Wednesday, January 2, 2008

First step - Organization

In order to assess my family's financial situation, I needed to get an accounting of every bill I have and how much I owe. I'm using a few tools found online:

  • mint.com - Online money manager/budgeting tool. This site, although scary in the amount of information centralized, is pretty good for giving a person a single website for aggregating all accounts.
  • networthiq.com - A simple tool that allows one to enter the general finances on a monthly basis. It's not perfect by any means, but it is one of the better financial tools for what it does on the internet.
  • google.com - I have a google account and have a tab with every single company with which I have an account (credit cards, bank accounts, retirement, stocks, etc.), the Google calendar widget (to allow me to keep tabs on when my bills are due, in addition to Mint) and some of the financial websites I read frequently.
I've spoken with my wife about our goals, and while I know she wants to be debt free with a good credit rating as much as me, she does not feel the need to actually plan for it like I do. She would rather argue about it, which is one reason I've set up a Roth IRA for both of us, funded with a minimum amount of money ($50 bi-weekly). She has a state funded retirement plan (she's a teacher), and I have a 401(k) at both my full-time job (6% matched, funded by me to 14% - more on that later) and at my part-time job (4.25% matched, funded by me at 20%). I have a part-time job at a home improvement store, and don't really think that I'd miss the extra $15-$20 I put in each pay period.

I've also been thinking about what my family needs to accomplish, and really the reason I'm posting this online. I think putting this out there for people to read may keep me more focused on actually accomplishing my goals. I don't have much in the way of credit card debt (less than $2,000), and will have that cleared in the next two months. My real focus is on budgeting, retirement, saving for my kids colleges (I have two girls, 12 and 8) and improving the credit scores of both my wife and I. I own the car I drive, we just purchased the car my wife drives, we have a third car that I drive only during the summer (a 1973 VW Bug that my mom and dad bought in 1973), we own our home, and would like to get a vacation property. I'd like to put an addition on to our home to give my wife and I more of a master suite - my wife takes up our spare bedroom with all of her clothes and our bathroom is so small that getting ready in the moring requires a bit of planning so we're both not in the bathroom at the same time. My wife isn't sold on the idea, but after seeing a friend of mine put the same type of addition on his house (added a master bedroom above his garage and family room), she is starting to think it might be a good idea.

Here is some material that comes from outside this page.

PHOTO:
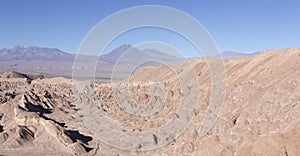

I'll have my financial goals posted by Saturday of this week (1/5/2008) for 2008.

Monday, December 31, 2007

Start of something new

One of my resolutions for 2008 is to be a complete financial leader for my family. We've had many false starts on the road to saving money, eliminating debt and increasing our credit score, but I think I've established some basic activities (401(k), employee stock purchase plans, savings account) and organized all my recurring bills (heating, cable tv, telephone, etc.) that will give me the motivation to continue working towards financial stability. I hate waking up each day thinking that I've forgotten to pay something, knowing that my credit score is horrible, or some other malady that is affecting my life and the life of my family, so this is where I will concentrate my efforts to get my financial situation straightened out for once and for all. With the use of some tools widely available on the internet and my own sense of what sort of spending my family should be doing, I will resolve to have the family finances cleaned up this year.